My “scaletta” or ladder sticks made with ciabatta dough and baked with pressed green and black Cerignola olives
These days there are (so-called) ciabatta everywhere. The grocery store has small hockey pucks that taste of chalk and chemicals (watch out for that “TBHQ added for freshness”*) but these can easily pass through the gullet with a bucket of water. I’ve even had “Eye-talian” slipper bread in West Virginia that was used to make “house special” garlic bread. Unfortunately, the shape and the way it was cut belied the fact that it was just a hot dog bun.

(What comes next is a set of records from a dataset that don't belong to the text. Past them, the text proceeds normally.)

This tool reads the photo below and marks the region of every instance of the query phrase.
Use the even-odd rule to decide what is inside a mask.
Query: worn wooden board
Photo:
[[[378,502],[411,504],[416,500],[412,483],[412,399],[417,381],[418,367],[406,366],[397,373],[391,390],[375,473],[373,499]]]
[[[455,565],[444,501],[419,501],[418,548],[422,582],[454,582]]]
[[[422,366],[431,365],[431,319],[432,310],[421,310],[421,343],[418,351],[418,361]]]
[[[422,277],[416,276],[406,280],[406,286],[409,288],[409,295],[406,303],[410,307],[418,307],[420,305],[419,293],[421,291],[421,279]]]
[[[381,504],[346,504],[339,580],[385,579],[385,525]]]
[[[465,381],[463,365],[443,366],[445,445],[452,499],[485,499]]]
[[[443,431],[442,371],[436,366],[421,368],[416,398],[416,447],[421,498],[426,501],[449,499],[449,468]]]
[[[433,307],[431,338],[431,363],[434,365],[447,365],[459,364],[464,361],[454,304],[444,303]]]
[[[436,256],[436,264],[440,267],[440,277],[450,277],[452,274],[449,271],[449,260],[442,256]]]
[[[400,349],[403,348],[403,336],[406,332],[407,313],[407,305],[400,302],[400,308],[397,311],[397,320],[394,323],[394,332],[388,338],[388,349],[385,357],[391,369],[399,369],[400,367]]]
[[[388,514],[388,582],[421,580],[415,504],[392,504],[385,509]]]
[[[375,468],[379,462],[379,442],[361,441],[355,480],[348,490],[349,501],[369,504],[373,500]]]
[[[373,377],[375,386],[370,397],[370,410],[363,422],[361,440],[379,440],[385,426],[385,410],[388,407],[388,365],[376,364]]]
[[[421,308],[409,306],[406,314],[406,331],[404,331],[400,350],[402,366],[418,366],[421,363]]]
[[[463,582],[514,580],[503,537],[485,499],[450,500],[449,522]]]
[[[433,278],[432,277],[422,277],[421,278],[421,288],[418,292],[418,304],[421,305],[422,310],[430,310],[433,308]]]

Making ciabatta is great fun and most rewarding. After 4 days nurturing starters, old dough pre-ferments, a poolish, then mixing the heavily-hydrated mass perfectly, performing due-dillegence in proofing, (rising) and standing by my Impinger pizza ovens, spritzing, peeking and turning, the final product is amazing. Making and cooking ciabatta is like having a kid…that you can eat. Sometimes I vary the way I cook this dough and make variations on the ciabatta theme. Below are two more examples.
Mr. Stipey, Manchego and nettle pizzas (left). Small schiacciata (right); Romagna (above) and local aged cheddar (below)
Sometimes making caprese sandwiches is like laying railroad tracks.
It’s usually 6 a.m. when I finish the ciabatta. The sun is starting to peek through my pizzeria window and Garrison Keeler is performing “Guy Noir- Private Detective” on the radio. I can cook 5 ciabatta at a time. I usually eye one that I save just for me. After slicing some room temperature Brie, Genoa salami, prosciutto di Parma, arugula and fresh tomato, I am in heaven.
If you want my recipe for ciabatta, just send $1000 dollars (Canadian) to me. Or if you want a really great recipe, just go to Peter Reinhart’s blog.
*TBHQ is a by product of butane. It is banned in Europe and Japan because of its proven relationship with ADHD and hyperactivity in children. Its use has grown since large food corporations have stopped using trans-fats in their foods. This means that they have to use real oils instead. To store these oils in massive quantities, they spike them with TBHQ. Unfortunately for us, because of lobbying efforts by large corporations, if a chemical is less than 5% of the product, the food companies do not have to put it on the label.